Weitere Chorgründungen
Die Begeisterung der Mitwirkenden im Schulchor ermöglichte eine Erweiterung und Gründung zusätzlicher Chöre. So entstand schon 1924 ein 60 bis 70 Mann starker Dirigentenchor. Er wurde immer vom jeweiligen Schulchordirigent geleitet. Mit der Schulchorgründung entstand aus dem Kreis der Tenöre und Bässe auch ein 250 starker Männerchor. 1959 wurde auf Initiative des damaligen Leiters der Abteiling Musikalien im Verlag Friedrich Bischoff, Hermann Ober, ein Gesamt-Berliner Schallplattenchor gegründet. Zunächst kamen zwölf Sänger(innen) aus dem Westteil Berlins und 28 aus dem Ostteil zusammen. Sie wurden für die geplanten Aufnahmen besonders geschult. Durch den Bau der Berliner Mauer wurde auch dieser Chor zerrissen. Er blieb fortan auf West-Berlin begrenzt und musste sich neu formieren. Er existierte bis 1994 und wurde mit der Ruhesetztung von Hermann Ober aufgelöst. Im Frühjahr 1949 bat Bezirksapostel Landgraf in einem Rundschreiben begabte jugendliche Sängerinnen bis zum 25. Lebensjahr, sich zu einem Mädchenchor zusammen zu schließen. Ein weiterer Berliner Mädchenchor begann seine Tätigkeit im November 1968 unter der Leitung von Diakon Dieter Bock.
Orchester I (ehemals Berlin-DDR)
Anlässlich eines Gottesdienstes für die Jugend im Ältestenbezirk Berlin-Ost hatten drei junge Brüder die Idee, mit ihren Instrumenten - Blockflöte, Fagott und Kontrabass - aufzutreten. Nach einem Aufruf im Jugendgottesdienst trafen sich am 13. April 1981 fünfzehn interessierte Geschwister zu einer ersten Probe. Im Dezember 1983 spielte das Orchester das erste Mal im Schulchor.
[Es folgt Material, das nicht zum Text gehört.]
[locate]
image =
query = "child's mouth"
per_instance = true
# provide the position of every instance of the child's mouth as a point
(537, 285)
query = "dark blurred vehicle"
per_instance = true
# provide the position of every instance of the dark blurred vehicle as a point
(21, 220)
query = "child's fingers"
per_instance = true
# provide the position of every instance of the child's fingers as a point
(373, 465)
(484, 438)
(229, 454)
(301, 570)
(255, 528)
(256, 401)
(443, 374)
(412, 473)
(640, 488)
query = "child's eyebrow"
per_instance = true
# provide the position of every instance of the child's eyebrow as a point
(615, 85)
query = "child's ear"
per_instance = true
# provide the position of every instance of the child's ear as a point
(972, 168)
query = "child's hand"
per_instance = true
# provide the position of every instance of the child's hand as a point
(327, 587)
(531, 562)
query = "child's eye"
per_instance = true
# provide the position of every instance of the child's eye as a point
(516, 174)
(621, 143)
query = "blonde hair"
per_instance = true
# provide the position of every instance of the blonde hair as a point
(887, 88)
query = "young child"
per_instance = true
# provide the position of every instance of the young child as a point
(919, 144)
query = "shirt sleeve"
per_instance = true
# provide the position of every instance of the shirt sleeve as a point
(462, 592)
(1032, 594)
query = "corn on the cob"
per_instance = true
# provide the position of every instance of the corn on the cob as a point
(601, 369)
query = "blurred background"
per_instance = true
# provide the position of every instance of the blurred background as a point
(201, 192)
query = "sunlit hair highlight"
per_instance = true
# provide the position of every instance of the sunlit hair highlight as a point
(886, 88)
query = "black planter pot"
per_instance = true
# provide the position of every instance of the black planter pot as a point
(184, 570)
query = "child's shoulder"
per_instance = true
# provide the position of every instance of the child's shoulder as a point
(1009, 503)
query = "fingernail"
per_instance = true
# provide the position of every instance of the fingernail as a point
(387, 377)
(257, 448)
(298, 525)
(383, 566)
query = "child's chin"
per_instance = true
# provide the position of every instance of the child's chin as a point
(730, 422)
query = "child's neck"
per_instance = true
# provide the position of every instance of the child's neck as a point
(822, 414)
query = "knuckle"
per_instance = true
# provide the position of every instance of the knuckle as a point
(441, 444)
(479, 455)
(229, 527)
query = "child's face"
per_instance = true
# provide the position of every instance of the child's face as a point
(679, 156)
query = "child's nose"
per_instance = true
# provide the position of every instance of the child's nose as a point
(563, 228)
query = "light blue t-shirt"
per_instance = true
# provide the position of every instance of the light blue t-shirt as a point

Bezirksapostel Wilhelm Pusch gab den Anstoß, das Orchester auf den gesamten Apostelbezirk auszudehnen. Zu seinem zehnjährigen Bestehen 1991 hatte das Orchester 44 Mitglieder, sein Repertoire umfasste 50 Titel. Nachdem der Apostelbezirk Berlin-West wieder in den Apostelbezirk Berlin-Brandenburg eingegliedert worden war, gibt es in Berlin zwei Orchester: Orchester II (ehemals Berlin-West) Das Orchester in Berlin-West wurde im Januar 1976 ins Leben gerufen. Bruder Günter Klatt, Klavierstimmer und Orgelspieler, baute in Schmargendorf die bereits bestehende Instrumentalgruppe zu einem klingenden Orchester aus. Gegenüber den Streichern war die Bläsergruppe, die ab Mitte der 80er Jahre des Öfteren eigenständig eingesetzt wurde, unverhältnismäßig groß. Bis heute ist die Besetzung mit 30 bis 35 Mitgliedern relativ konstant geblieben.
Kinderorchester / Nachwuchsorchester
Am 06. September 1991 begann das erste Kinderorchester im Apostelbezirk Berlin-Brandenburg mit der Probearbeit. Dazu hatten sich 32 Kinder mit ihren Eltern eingefunden. Zu einem ersten Einsatz kam das Kinderorchester am 10. Februar 1992, Dirigent war Diakon Burkhard Beyer. Bereits 1993 gestaltete das Kinderorchester Konzerte für Gäste und bereitete in Senioren- und Pflegeheimen besondere Freude. Ein Höhepunkt war der Auftritt im großen Kindergottesdienst 1993 in Berlin-Lichtenberg. Auf Grund der großen Beteiligung und unter Berücksichtigung der Anfahrtswege für die zum Teil noch sehr jungen Mitglieder wurde das Orchester 1993 danach aufgeteilt.
Am 20. Januar 1992 wurden die beiden Berliner Schulchöre unter der Leitung der Dirigenten Behnke und Brücher wiedervereinigt.[1]